June 9, 2026

The Panafrican Press

English-language platform committed to rigorous, independent journalism across the African continent.

Cameroon’s real ethnic split: the privileged versus the people, says Jean Claude Mbede

Journalist Jean Claude Mbede, based in Italy, offers a firsthand look at the realities of tribalism in Cameroon.

Here is his account:

Stories of Tribalism – Cameroon #1

I have decided to start sharing true stories about tribalism, a phenomenon that sometimes hides in plain sight, dressed in the robes of intellectualism and privilege. Let me tell you a story that exposes the great hypocrisy of our society.

Recently, I was talking with a “friend” from the Grand North. She holds degrees from ESSTIC and IRIC—two prestigious schools whose admission keys are well known in Cameroon. She is the daughter of a customs officer, a highly privileged sector. She is not the brightest in the country, yet she passed both competitive exams that many PhD holders fail every year. In my own family, no one has had the privilege of entering one of these institutions since independence.

In the middle of our conversation, she gave me the classic line: “The country is tough except for the Betis, who control everything and only succeed among themselves.” The cynicism peaked when she added that my 20 years of exile were due to “pride.” According to her, all I had to do was “ask for forgiveness” from my Beti brothers to live well in Cameroon.

“Forgiveness for what crime?

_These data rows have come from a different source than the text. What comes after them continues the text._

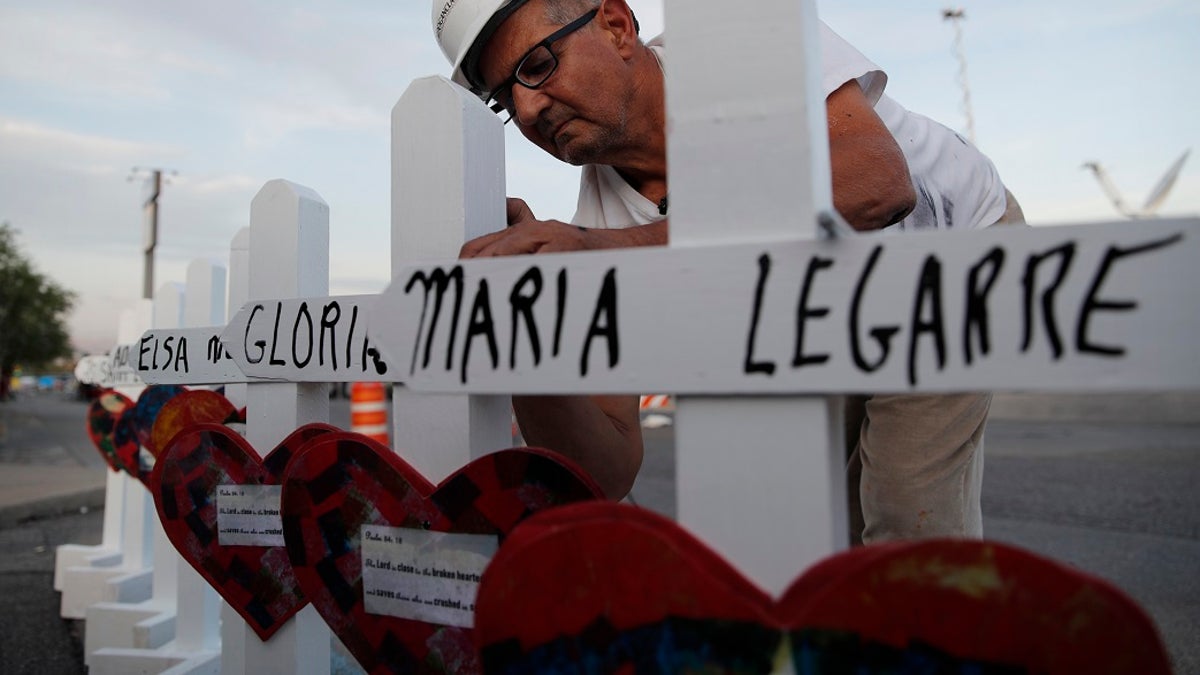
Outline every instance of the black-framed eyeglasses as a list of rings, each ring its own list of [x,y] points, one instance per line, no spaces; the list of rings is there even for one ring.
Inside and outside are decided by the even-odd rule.
[[[550,49],[550,45],[588,25],[592,19],[596,18],[599,11],[599,7],[591,10],[534,45],[517,62],[513,74],[487,95],[484,101],[493,112],[504,118],[505,124],[508,124],[509,120],[516,115],[512,88],[519,84],[526,89],[537,89],[545,84],[546,80],[550,79],[550,76],[558,69],[558,57],[555,56],[554,50]]]

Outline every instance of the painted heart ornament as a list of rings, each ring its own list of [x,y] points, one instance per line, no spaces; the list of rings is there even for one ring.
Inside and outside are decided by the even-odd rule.
[[[260,457],[229,427],[195,424],[155,464],[151,491],[167,538],[264,641],[307,604],[284,549],[284,469],[305,443],[336,431],[303,426]]]
[[[476,606],[487,673],[1170,672],[1123,593],[1013,547],[857,548],[774,600],[674,522],[598,502],[519,527]]]
[[[138,394],[137,404],[133,407],[131,421],[134,431],[137,433],[138,442],[152,455],[157,455],[152,445],[151,437],[154,431],[154,423],[158,420],[159,413],[162,412],[163,407],[171,399],[186,392],[186,387],[177,384],[153,384],[143,389],[141,394]]]
[[[140,480],[137,431],[129,411],[134,401],[124,394],[107,390],[88,405],[88,438],[113,471],[124,471]]]
[[[433,485],[383,445],[329,434],[288,466],[287,550],[300,586],[370,673],[477,673],[474,590],[533,513],[597,499],[557,455],[504,450]]]
[[[194,389],[172,396],[158,407],[146,440],[146,448],[158,457],[171,439],[185,429],[202,423],[229,424],[244,421],[233,403],[208,389]]]

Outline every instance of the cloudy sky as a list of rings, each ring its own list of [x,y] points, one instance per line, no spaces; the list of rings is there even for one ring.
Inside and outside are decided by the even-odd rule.
[[[977,142],[1032,222],[1117,217],[1085,161],[1140,204],[1200,146],[1200,3],[963,1]],[[629,4],[644,34],[663,30],[661,0]],[[888,71],[893,97],[962,130],[947,4],[819,8]],[[177,172],[161,200],[157,282],[182,281],[195,258],[224,261],[254,194],[286,178],[330,204],[332,292],[378,292],[390,111],[414,78],[446,68],[425,0],[0,0],[0,222],[79,294],[82,350],[111,346],[117,313],[141,295],[133,167]],[[511,130],[507,154],[510,194],[569,218],[577,169]],[[1197,213],[1192,158],[1160,214]]]

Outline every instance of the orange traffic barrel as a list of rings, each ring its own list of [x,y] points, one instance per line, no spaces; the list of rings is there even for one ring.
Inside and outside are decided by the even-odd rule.
[[[382,383],[350,385],[350,430],[388,445],[387,392]]]

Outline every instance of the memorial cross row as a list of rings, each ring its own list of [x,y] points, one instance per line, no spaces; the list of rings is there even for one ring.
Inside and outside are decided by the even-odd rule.
[[[666,4],[670,248],[414,265],[503,227],[505,194],[499,120],[419,80],[393,113],[396,273],[377,300],[327,296],[328,207],[275,181],[251,208],[254,300],[228,327],[147,333],[110,371],[250,382],[252,448],[327,419],[315,383],[403,383],[395,446],[431,481],[503,447],[507,400],[480,394],[679,392],[681,524],[776,594],[845,546],[826,394],[1200,381],[1195,220],[811,240],[832,201],[814,3]],[[754,68],[743,40],[712,39],[763,25]],[[307,609],[269,643],[225,618],[223,672],[328,667]]]

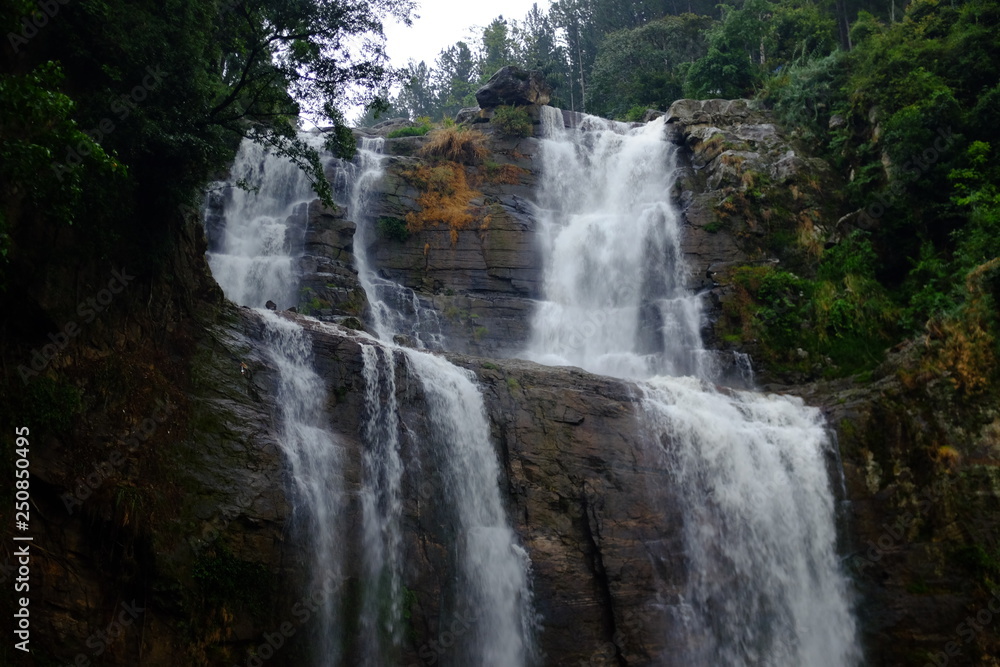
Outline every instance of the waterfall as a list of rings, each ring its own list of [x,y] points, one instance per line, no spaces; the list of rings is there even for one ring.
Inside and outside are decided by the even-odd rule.
[[[483,398],[468,371],[425,352],[400,348],[403,334],[419,346],[439,345],[436,315],[413,290],[371,268],[367,248],[375,239],[369,192],[382,177],[380,139],[362,139],[354,162],[337,163],[334,189],[358,224],[355,250],[359,279],[368,295],[377,338],[358,337],[365,385],[361,484],[362,562],[358,635],[352,652],[363,665],[395,664],[403,643],[402,484],[406,466],[396,373],[402,363],[415,375],[426,401],[429,440],[418,443],[419,469],[433,471],[437,503],[452,525],[446,533],[457,572],[448,609],[442,609],[439,664],[524,667],[535,659],[530,563],[507,521],[500,493],[500,465],[490,439]],[[287,162],[245,142],[233,166],[222,224],[210,229],[209,264],[226,296],[260,307],[294,303],[296,235],[304,233],[308,181]],[[260,309],[264,344],[277,370],[281,446],[293,479],[296,513],[312,539],[313,587],[336,589],[345,578],[346,508],[342,447],[325,427],[322,382],[312,368],[310,339],[293,320]],[[338,615],[340,600],[326,596],[315,633],[317,664],[345,659],[340,637],[350,619]],[[454,620],[445,618],[445,612]],[[460,631],[454,628],[458,624]],[[444,641],[446,635],[452,635]]]
[[[453,607],[467,626],[444,664],[532,664],[534,617],[527,552],[507,523],[489,424],[469,371],[441,357],[406,350],[427,396],[433,473],[454,507],[460,571]]]
[[[269,310],[258,310],[264,342],[278,371],[281,449],[294,483],[293,506],[312,543],[311,590],[323,591],[313,652],[320,667],[340,661],[337,589],[343,581],[343,448],[326,426],[326,390],[313,370],[312,344],[301,326]]]
[[[297,303],[293,235],[315,198],[309,179],[285,158],[244,140],[224,188],[221,229],[209,230],[208,264],[226,297],[241,306]],[[297,229],[296,229],[297,228]]]
[[[490,438],[482,394],[470,372],[441,357],[395,344],[395,338],[404,334],[422,347],[422,336],[434,329],[436,320],[425,315],[425,309],[412,290],[379,277],[368,257],[369,246],[375,239],[375,221],[367,214],[365,205],[369,188],[382,175],[381,149],[381,139],[362,139],[357,164],[341,165],[338,169],[338,190],[346,191],[347,201],[353,206],[349,213],[358,224],[355,244],[358,274],[371,304],[373,325],[383,354],[389,359],[397,353],[402,354],[423,389],[430,439],[421,448],[421,470],[433,475],[438,503],[453,508],[450,517],[453,525],[448,532],[455,540],[453,549],[459,572],[449,604],[452,622],[446,623],[442,614],[439,630],[439,638],[451,635],[451,639],[440,642],[441,646],[449,648],[442,654],[435,654],[434,661],[456,666],[523,667],[537,659],[530,562],[510,528],[503,507],[500,467]],[[432,333],[430,340],[439,344],[440,334]],[[374,346],[371,351],[365,348],[369,387],[366,398],[369,413],[383,415],[392,408],[375,405],[379,392],[372,390],[376,386],[375,372],[369,371],[376,366],[375,354]],[[392,364],[388,364],[387,368],[391,367]],[[387,370],[384,381],[387,387],[389,374],[391,371]],[[368,424],[372,430],[396,428],[395,422],[388,417],[375,421],[369,418]],[[369,437],[368,440],[369,448],[374,440],[380,442],[378,453],[372,456],[381,462],[373,466],[384,473],[381,478],[385,484],[377,489],[370,487],[372,495],[366,500],[365,514],[366,544],[371,534],[371,552],[386,554],[372,567],[380,569],[381,576],[391,582],[398,580],[402,567],[402,563],[392,561],[387,549],[398,539],[392,535],[398,536],[399,530],[398,506],[392,509],[398,502],[401,483],[397,474],[400,470],[397,467],[400,466],[399,439],[395,433],[386,433],[382,438]],[[371,511],[367,509],[369,505]],[[388,511],[376,510],[376,507]],[[369,516],[374,519],[371,525]],[[398,625],[398,611],[392,614]],[[457,630],[454,629],[456,623]]]
[[[536,215],[546,300],[526,356],[616,377],[698,372],[701,306],[684,288],[663,121],[633,130],[586,117],[567,129],[545,107],[544,122]]]
[[[434,308],[428,306],[408,287],[378,275],[368,257],[368,247],[377,236],[377,221],[368,212],[371,191],[382,180],[382,148],[385,139],[361,137],[354,162],[341,161],[334,176],[338,203],[347,206],[357,224],[355,259],[358,279],[368,296],[371,325],[381,340],[396,335],[409,337],[417,347],[441,349],[441,322]]]
[[[391,664],[402,640],[402,475],[396,352],[364,345],[365,408],[361,490],[365,585],[360,628],[364,665]]]
[[[684,507],[690,582],[679,664],[843,667],[859,655],[819,411],[800,399],[652,378],[650,441]]]
[[[221,228],[210,230],[209,266],[226,297],[256,307],[264,345],[277,371],[280,445],[292,478],[292,501],[311,546],[310,590],[323,592],[313,653],[319,667],[340,663],[337,591],[343,584],[340,537],[345,507],[343,447],[327,425],[326,388],[313,370],[312,343],[297,323],[264,309],[295,303],[291,236],[314,195],[308,179],[283,158],[244,140],[225,184]],[[236,187],[240,183],[244,187]],[[214,233],[213,233],[214,232]]]
[[[684,516],[687,583],[667,604],[671,649],[658,664],[858,664],[825,462],[833,445],[800,400],[714,385],[700,299],[684,287],[664,120],[567,128],[545,108],[542,121],[545,299],[525,356],[639,381],[646,446]]]

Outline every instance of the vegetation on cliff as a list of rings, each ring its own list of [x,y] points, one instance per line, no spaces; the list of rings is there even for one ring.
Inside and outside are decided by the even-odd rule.
[[[353,151],[341,109],[370,102],[391,78],[381,20],[409,6],[5,3],[0,254],[16,254],[19,225],[72,223],[95,252],[148,256],[156,248],[144,246],[163,241],[158,213],[192,204],[243,137],[296,161],[329,200],[298,115],[332,126],[328,147]]]

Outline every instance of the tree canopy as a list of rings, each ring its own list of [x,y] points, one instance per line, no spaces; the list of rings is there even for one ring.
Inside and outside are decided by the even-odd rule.
[[[395,73],[382,21],[412,0],[74,0],[0,9],[0,248],[18,222],[114,243],[140,207],[190,203],[240,140],[302,166],[330,200],[300,114],[353,150],[343,110]],[[148,216],[147,216],[148,217]],[[147,230],[135,236],[148,236]],[[95,237],[96,238],[96,237]]]

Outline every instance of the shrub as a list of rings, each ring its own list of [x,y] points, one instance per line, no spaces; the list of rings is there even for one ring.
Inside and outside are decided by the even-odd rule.
[[[431,131],[428,125],[411,125],[410,127],[401,127],[398,130],[393,130],[386,135],[389,139],[399,139],[400,137],[422,137]]]
[[[531,116],[521,107],[500,106],[493,112],[490,125],[507,137],[530,137],[532,135]]]
[[[631,107],[628,111],[625,112],[625,117],[622,118],[622,120],[624,120],[626,123],[638,123],[646,115],[647,109],[649,109],[649,107],[643,104],[637,104],[636,106]]]
[[[382,216],[375,226],[379,238],[391,241],[403,242],[410,237],[410,230],[406,228],[406,220]]]
[[[474,219],[472,200],[480,196],[469,187],[462,165],[454,162],[433,167],[421,165],[403,172],[402,176],[421,192],[417,198],[420,210],[406,214],[407,230],[418,232],[426,225],[444,223],[451,231],[452,243],[456,243],[459,230],[466,229]]]
[[[487,162],[483,166],[486,167],[486,177],[489,180],[506,185],[517,185],[521,182],[521,177],[529,173],[527,169],[522,169],[516,164]]]
[[[431,119],[427,116],[421,116],[417,119],[416,125],[409,125],[407,127],[401,127],[393,130],[386,135],[386,138],[399,139],[400,137],[422,137],[432,129],[434,129],[434,125],[431,124]]]
[[[423,157],[441,158],[452,162],[475,165],[489,153],[486,135],[464,127],[442,127],[428,135],[429,141],[418,151]]]

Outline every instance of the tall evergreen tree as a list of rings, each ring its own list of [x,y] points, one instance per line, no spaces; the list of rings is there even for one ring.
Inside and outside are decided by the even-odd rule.
[[[479,78],[489,79],[501,67],[518,64],[517,44],[504,17],[498,16],[483,29],[479,53]]]
[[[432,73],[435,115],[451,117],[462,107],[475,106],[478,79],[476,60],[468,44],[456,42],[441,51]]]

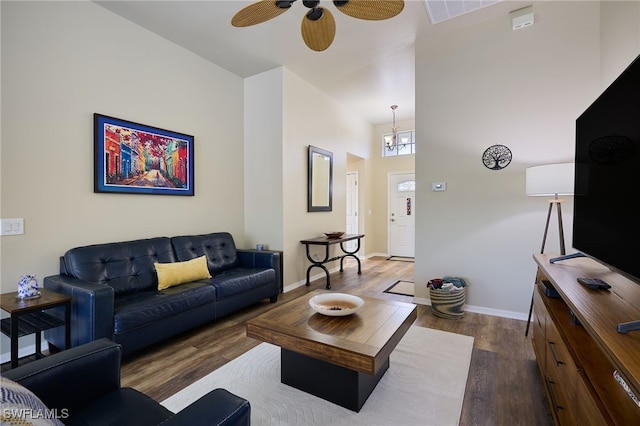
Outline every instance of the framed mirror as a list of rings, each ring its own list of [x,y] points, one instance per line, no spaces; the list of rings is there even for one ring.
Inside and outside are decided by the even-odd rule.
[[[333,153],[309,145],[308,212],[330,212],[333,199]]]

What fault?” I asked her.

When our Beti brother Martinez Zogo begged his torturers—funded by elites from all sides—did they show any mercy? In the team that cowardly murdered him, was there only one ethnic group? No. Crime and corruption have no tribe.

Reminding her that she has benefited from this system far more than most young Betis or people from other regions changed nothing. With a single sentence, she trivialized 20 years of exile, pain, loneliness, and struggle with insulting lightness.

My reaction was radical: I blocked her. I have zero tolerance for tribalists, especially the privileged ones.

Get this into your heads:

In Cameroon, there are really only two ethnic groups:

  1. Those who have the keys to the system—who place their children at IRIC, ESSTIC, ENAM, or EMIA through elite connections.
  2. The rest of us—children of resourceful mothers, women who farm the land, who had to sell unchilled water on the streets just to survive.

The real divide is not regional; it is social. Do not let yourselves be distracted any longer by those who benefit from the system while mourning marginalization.

I got rid of her because privileged tribalism is the most dangerous kind.